3. a kind of subject key words extracting method based on descriptor vector sum network structure as described in claim 1, special Sign is, carries out Subject Clustering to corpus of text based on LDA topic models, is weighed in Language Modeling using perplexity Effect quality is modeled, i.e., relatively low perplexity represents better Generalization Capability, and perplexity calculating formulas are as follows：

<mrow> <mi>p</mi> <mi>e</mi> <mi>r</mi> <mi>p</mi> <mi>l</mi> <mi>e</mi> <mi>x</mi> <mi>i</mi> <mi>t</mi> <mi>y</mi> <mo>=</mo> <msup> <mi>e</mi> <mfrac> <mrow> <mo>-</mo> <msubsup> <mi>&Sigma;</mi> <mrow> <mi>i</mi> <mo>=</mo> <mn>1</mn> </mrow> <mi>N</mi> </msubsup> <msubsup> <mi>log&Sigma;</mi> <mrow> <mi>j</mi> <mo>=</mo> <mn>1</mn> </mrow> <mi>K</mi> </msubsup> <mi>P</mi> <mrow> <mo>(</mo> <msub> <mi>w</mi> <mi>i</mi> </msub> <mo>|</mo> <msub> <mi>t</mi> <mi>j</mi> </msub> <mo>)</mo> </mrow> <mo>*</mo> <mi>P</mi> <mrow> <mo>(</mo> <msub> <mi>t</mi> <mi>j</mi> </msub> <mo>|</mo> <mi>d</mi> <mo>)</mo> </mrow> </mrow> <mi>N</mi> </mfrac> </msup> <mo>-</mo> <mo>-</mo> <mo>-</mo> <mrow> <mo>(</mo> <mn>1</mn> <mo>)</mo> </mrow> </mrow>

Wherein, P (w_i|t_j) it is word w_iIn theme t_jOn distribution, P (t_j| d) it is theme t_jDistribution on document d, N are language materials Without dittograph sum in storehouse, K is number of topics, i=1 ..., N, j=1 ..., K.

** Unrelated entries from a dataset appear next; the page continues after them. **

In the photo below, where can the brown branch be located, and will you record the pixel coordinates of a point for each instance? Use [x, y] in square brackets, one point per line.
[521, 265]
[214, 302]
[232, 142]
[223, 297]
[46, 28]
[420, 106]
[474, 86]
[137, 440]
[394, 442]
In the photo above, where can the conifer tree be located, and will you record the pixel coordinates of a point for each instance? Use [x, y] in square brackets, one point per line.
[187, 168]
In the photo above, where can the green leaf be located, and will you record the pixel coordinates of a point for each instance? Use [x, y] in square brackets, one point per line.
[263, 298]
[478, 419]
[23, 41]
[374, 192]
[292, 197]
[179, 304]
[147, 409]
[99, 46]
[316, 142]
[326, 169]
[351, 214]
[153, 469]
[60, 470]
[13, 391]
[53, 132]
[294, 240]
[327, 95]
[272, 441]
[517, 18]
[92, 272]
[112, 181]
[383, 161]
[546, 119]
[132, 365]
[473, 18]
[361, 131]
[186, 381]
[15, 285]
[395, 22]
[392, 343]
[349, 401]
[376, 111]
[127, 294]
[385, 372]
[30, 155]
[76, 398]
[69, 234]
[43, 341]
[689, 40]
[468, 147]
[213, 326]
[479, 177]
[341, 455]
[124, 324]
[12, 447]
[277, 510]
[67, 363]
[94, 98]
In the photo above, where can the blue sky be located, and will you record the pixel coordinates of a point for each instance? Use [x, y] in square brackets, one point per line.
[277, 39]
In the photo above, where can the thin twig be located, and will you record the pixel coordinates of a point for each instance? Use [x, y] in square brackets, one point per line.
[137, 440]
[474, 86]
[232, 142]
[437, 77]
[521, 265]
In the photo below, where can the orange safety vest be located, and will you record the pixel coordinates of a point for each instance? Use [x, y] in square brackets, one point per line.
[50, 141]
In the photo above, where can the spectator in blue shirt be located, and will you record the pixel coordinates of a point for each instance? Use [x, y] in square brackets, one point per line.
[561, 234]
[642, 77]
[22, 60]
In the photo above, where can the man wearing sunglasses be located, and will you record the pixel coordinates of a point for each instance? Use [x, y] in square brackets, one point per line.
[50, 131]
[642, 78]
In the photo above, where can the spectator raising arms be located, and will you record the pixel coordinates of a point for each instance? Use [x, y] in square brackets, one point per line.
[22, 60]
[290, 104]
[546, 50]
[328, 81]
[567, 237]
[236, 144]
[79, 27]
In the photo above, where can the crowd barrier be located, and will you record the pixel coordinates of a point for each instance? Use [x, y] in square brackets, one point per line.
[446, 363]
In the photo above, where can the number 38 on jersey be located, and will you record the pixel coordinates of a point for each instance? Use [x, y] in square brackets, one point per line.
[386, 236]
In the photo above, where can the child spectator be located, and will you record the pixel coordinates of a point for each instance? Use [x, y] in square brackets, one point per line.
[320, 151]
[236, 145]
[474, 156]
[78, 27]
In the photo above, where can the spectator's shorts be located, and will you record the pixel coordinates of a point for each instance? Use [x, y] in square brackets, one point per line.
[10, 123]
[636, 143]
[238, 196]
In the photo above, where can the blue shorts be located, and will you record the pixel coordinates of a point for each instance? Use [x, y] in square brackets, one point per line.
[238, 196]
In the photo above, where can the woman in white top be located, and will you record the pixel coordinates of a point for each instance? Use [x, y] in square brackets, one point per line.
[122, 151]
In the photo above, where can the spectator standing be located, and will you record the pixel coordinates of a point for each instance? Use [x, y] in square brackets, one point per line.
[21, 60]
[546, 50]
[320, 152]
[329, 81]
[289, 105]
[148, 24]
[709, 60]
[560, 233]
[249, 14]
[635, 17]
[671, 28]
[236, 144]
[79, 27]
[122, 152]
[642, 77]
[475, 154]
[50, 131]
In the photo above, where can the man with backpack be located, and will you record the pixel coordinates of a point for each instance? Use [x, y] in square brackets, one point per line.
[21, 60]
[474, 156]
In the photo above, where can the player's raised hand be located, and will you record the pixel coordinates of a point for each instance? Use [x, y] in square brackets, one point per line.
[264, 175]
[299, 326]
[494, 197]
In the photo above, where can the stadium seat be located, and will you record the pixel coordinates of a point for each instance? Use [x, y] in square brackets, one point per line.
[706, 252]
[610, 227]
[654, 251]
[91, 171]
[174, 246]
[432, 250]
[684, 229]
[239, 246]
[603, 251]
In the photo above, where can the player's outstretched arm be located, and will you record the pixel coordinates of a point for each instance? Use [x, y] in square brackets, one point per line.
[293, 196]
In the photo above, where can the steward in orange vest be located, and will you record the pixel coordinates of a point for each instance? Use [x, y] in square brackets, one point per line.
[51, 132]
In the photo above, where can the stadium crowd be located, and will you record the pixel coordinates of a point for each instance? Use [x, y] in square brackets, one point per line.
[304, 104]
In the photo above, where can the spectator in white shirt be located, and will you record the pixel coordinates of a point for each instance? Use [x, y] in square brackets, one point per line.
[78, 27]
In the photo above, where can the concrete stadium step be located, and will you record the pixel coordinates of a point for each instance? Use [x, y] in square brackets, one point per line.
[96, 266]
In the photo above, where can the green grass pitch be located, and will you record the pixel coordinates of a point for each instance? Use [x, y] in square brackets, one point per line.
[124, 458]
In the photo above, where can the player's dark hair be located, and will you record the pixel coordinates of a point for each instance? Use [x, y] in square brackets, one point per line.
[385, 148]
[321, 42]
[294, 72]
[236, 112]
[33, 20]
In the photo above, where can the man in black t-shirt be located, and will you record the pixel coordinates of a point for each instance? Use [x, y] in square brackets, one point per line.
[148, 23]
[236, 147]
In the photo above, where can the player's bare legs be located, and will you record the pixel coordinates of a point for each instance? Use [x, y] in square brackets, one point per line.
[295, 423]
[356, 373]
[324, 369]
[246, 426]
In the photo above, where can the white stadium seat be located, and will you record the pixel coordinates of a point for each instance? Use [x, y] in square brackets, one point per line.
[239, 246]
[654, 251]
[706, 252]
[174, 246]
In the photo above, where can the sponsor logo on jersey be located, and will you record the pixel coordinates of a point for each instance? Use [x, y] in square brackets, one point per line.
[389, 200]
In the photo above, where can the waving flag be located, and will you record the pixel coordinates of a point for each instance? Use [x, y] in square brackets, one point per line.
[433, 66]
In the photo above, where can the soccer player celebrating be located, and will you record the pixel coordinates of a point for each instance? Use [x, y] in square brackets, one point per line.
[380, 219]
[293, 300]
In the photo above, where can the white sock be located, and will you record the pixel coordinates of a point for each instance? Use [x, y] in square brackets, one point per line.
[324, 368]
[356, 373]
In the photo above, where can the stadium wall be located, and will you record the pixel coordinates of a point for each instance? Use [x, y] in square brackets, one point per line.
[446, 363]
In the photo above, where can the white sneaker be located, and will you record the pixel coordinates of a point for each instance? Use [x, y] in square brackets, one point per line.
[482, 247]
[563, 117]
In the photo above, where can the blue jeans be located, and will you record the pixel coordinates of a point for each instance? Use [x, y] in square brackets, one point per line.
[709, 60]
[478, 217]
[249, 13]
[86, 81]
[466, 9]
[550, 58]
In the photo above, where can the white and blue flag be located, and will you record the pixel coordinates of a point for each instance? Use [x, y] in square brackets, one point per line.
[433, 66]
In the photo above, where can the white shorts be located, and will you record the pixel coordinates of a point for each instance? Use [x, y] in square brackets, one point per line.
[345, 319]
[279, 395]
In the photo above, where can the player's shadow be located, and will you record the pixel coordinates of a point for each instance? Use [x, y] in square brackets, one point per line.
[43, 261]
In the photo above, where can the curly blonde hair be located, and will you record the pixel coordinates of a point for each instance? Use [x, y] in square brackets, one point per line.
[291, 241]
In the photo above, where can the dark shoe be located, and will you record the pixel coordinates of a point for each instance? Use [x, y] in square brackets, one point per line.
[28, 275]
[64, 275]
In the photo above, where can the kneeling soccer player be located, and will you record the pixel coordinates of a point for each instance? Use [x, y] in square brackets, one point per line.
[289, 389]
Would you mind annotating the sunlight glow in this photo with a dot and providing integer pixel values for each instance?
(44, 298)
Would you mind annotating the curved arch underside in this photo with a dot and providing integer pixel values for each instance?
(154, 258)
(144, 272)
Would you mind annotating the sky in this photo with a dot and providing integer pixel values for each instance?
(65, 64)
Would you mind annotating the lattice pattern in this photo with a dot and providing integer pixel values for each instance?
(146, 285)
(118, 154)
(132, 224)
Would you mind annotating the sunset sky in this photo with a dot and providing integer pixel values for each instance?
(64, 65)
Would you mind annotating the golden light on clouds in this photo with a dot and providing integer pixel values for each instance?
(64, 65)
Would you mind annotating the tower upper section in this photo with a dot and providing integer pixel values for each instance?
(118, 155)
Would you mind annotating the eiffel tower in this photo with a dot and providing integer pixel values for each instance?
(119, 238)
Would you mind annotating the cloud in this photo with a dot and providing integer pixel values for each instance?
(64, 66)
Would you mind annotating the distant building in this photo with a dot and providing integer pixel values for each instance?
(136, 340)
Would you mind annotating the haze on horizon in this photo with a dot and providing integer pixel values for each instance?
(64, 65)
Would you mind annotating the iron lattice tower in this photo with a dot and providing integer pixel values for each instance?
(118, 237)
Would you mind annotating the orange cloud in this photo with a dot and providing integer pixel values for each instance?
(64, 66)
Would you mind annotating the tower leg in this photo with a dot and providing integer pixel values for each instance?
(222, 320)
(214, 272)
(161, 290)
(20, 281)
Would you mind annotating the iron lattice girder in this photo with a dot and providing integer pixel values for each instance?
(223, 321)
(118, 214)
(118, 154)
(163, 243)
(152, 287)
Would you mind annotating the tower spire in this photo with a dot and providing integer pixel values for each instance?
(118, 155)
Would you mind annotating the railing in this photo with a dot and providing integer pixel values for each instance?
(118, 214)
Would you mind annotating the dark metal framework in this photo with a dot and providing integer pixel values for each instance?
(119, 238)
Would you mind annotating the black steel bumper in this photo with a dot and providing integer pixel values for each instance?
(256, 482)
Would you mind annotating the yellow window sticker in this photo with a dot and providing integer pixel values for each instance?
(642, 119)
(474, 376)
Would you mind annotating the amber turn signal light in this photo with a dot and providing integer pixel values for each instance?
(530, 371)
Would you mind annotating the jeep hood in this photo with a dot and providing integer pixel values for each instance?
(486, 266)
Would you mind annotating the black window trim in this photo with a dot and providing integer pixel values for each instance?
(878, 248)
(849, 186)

4. a kind of subject key words extracting method based on descriptor vector sum network structure as described in claim 1, special Sign is, in the term vector generating process, is obtained using the word segmentation result of title and the mixing text of content as input every The term vector of a word represents the process of model.

5. a kind of subject key words extracting method based on descriptor vector sum network structure as described in claim 1, special Sign is that during the keyword network struction, construction step specifically includes：

S1：Using the cosine relation between term vector, the initial pass with being obtained in Subject Clustering step under same subject is calculated The word of keyword semantic similarity top5, duplicate removal and with keyword set KeywordsSet₁Form new keyword set KeywordsSet₂；

S2：It calculates under each theme, keyword set KeywordsSet₂In each similarity of word between any two, inverse makees For the weight between 2 points；

S4：Build the keyword network of each theme；

S5：Subject key words are extracted：After the completion of keyword network struction, calculate in each subject network PageRank value from height to Top20 low node, using its corresponding word as the keyword set KeywordsSet of the theme_final。